# Was das WC Papier oder genauer gesagt das Aufhängen desen Rolle über den Charackter sagt



## Gamer090 (11. April 2016)

*Was das WC Papier oder genauer gesagt das Aufhängen desen Rolle über den Charackter sagt*

Hi zusammen

Habt ihr gewusst dass das Aufhängen einer WC Papierrolle viel über unseren Charakter sagen kann? Nicht? Na dann solltet ihr diesen Artikel mal lesen, eine Psycholgin und Expertin für Beziehungen hat sogar einen Persönlichkeitstest entwickelt der aussagen soll ob man dominant und organisiert oder eher Konfliktscheu ist. Doch das war nicht alles, dieses Wissen soll auch für die Partnersuche wichtig sein.

Quelle: 20min.ch

-----

   Ich habe schon lange nicht mehr so gelacht wie bei diesem Artikel, ich denke, diese Psychologin verbringt zu viel Zeit auf dem Klo, anders kann ich mir das nicht erklären.  

Hier die Auflösung der Umfrage, seit ihr eher Organisierter oder doch eher Chaotisch??



Spoiler



Das lose Ende hängt *vorne* runter -> Ihr seit Organisierter und Dominanter als diejenigen die die Rolle verkehrt herumhängen.
Das lose Ende hängt *hinten *runter -> Ihr seid eher Chaotisch


----------



## Jeretxxo (11. April 2016)

*AW: Was das WC Papier oder genauer gesagt das Aufhängen desen Rolle über den Charackter sagt*

Hm... und was bin ich dann mit meinem Unterputz Toilettenpapierhalter, wo im Prinzip nur eine Möglichkeit besteht das Papier reinzuhängen...? 
Oder feuchtes Toilettenpapier aus dem Feuchttuchspender...?

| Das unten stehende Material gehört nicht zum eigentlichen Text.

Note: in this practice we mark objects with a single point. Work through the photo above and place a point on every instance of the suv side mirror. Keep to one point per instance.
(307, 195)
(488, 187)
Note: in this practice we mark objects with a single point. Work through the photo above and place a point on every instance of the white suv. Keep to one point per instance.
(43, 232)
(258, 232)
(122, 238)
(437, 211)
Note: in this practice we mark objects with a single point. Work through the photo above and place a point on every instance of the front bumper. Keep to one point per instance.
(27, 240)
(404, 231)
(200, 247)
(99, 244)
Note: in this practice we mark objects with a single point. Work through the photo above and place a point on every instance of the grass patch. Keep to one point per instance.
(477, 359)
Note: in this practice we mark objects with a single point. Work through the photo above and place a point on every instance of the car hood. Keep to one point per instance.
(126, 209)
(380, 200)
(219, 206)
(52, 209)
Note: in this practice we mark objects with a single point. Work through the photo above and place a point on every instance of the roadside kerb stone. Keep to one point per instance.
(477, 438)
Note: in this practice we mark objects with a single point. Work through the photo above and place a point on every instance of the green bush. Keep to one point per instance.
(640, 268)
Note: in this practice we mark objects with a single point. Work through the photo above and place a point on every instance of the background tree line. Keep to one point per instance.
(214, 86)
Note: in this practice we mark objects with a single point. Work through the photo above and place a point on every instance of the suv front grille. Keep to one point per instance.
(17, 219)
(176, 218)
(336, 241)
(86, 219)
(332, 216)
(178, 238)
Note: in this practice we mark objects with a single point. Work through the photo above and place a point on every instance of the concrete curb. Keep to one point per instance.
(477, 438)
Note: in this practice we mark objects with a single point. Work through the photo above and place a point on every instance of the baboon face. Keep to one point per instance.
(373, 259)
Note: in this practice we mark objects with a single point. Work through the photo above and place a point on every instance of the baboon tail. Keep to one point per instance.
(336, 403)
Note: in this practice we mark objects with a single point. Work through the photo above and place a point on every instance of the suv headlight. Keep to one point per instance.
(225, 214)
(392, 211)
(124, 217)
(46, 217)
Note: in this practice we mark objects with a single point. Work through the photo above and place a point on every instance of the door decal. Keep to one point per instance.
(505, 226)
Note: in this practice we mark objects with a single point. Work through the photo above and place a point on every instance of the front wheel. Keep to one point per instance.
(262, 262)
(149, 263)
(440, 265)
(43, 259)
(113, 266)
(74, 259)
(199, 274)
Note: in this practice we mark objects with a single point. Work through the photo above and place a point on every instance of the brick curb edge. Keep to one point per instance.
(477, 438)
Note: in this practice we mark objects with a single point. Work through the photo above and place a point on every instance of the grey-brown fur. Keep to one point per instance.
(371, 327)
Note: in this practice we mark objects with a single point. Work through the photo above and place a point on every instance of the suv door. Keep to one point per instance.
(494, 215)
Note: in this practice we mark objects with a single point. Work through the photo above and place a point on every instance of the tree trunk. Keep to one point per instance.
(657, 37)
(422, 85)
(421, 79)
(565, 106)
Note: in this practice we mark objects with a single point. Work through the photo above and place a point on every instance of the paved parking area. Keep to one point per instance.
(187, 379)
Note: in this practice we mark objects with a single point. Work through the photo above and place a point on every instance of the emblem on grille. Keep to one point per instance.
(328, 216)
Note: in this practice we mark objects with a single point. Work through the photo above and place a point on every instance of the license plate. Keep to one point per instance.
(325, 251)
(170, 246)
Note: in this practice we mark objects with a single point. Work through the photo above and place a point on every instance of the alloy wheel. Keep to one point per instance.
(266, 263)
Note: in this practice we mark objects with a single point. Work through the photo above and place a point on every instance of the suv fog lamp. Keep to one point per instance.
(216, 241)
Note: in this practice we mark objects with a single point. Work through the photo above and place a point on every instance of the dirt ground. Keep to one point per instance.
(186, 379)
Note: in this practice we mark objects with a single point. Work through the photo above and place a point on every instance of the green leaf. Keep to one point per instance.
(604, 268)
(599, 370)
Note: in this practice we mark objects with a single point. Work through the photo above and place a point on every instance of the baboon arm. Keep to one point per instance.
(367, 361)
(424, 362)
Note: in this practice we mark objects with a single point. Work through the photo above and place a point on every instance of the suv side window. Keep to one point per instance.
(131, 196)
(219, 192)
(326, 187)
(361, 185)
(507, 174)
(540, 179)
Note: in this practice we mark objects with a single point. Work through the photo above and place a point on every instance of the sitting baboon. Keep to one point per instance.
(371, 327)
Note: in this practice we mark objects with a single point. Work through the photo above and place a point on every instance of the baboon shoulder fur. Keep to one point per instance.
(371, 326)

Und btw. das is so ziemlich das dämmlichste was ich in letzter Zeit gelesen habe, alleine die "zwei" Möglichkeiten... wow was für ein Ergebniss...


----------



## Dr Bakterius (11. April 2016)

*AW: Was das WC Papier oder genauer gesagt das Aufhängen desen Rolle über den Charackter sagt*

Und wenn man keinen Abroller für die Analtapete nutzt ist man ein Genie wie Einstein?


----------



## XeT (11. April 2016)

*AW: Was das WC Papier oder genauer gesagt das Aufhängen desen Rolle über den Charackter sagt*

Also eigentlich hat man doch nur das Papier hinten, wenn man dem Besuch/Mitbewohnern nicht vertraut. Denn so sieht man direkt in juckpulver/Chili zwischen gerollt wurde.  
Aber bitte nicht die Notizzettel vergessen. Denn so reicht 1 Blatt.


----------



## Gamer090 (11. April 2016)

*AW: Was das WC Papier oder genauer gesagt das Aufhängen desen Rolle über den Charackter sagt*



Dr Bakterius schrieb:


> Und wenn man keinen Abroller für die Analtapete nutzt ist man ein Genie wie Einstein?



Dann eher ein Chaot


----------



## S754 (11. April 2016)

*AW: Was das WC Papier oder genauer gesagt das Aufhängen desen Rolle über den Charackter sagt*

Wenn man sonst nichts zu tun hat^^


----------



## tsd560ti (11. April 2016)

*AW: Was das WC Papier oder genauer gesagt das Aufhängen desen Rolle über den Charackter sagt*

Bei mir dominiert das Chaos, wie rum muss ich den Kram jetzt an die Wand nageln?


----------



## Dr Bakterius (11. April 2016)

*AW: Was das WC Papier oder genauer gesagt das Aufhängen desen Rolle über den Charackter sagt*



Gamer090 schrieb:


> Dann eher ein Chaot


Falsch. Das wäre der Irre der Küchekrepp nutzt und für jeden erlegten 12 Ender mit der Hose in der Kniekehle wie ein Pinguin in die Küche geht


----------



## Gamer090 (11. April 2016)

*AW: Was das WC Papier oder genauer gesagt das Aufhängen desen Rolle über den Charackter sagt*



Dr Bakterius schrieb:


> Falsch. Das wäre der Irre der Küchekrepp nutzt und für jeden erlegten 12 Ender mit der Hose in der Kniekehle wie ein Pinguin in die Küche geht



"Interessante" Ansicht die du hast bezüglich jemand der WC Papier rumliegen hat


----------



## Dr Bakterius (11. April 2016)

*AW: Was das WC Papier oder genauer gesagt das Aufhängen desen Rolle über den Charackter sagt*

Er kann ja meinetwegen auch bis in das Wohnzimmer robben um die Tageszeitung zu ergattern und wenn alle Stricke reißen könnte man ein Bidet anschaffen und es etwas modden um die Kimme mit ein paar Atü zu spülen


----------



## Stryke7 (12. April 2016)

*AW: Was das WC Papier oder genauer gesagt das Aufhängen desen Rolle über den Charackter sagt*

Die Frage ist doch auf Reddit oder so schon mal eindeutig geklärt worden,  der größte Teil der Menschen will es vorne herunterhängen haben. 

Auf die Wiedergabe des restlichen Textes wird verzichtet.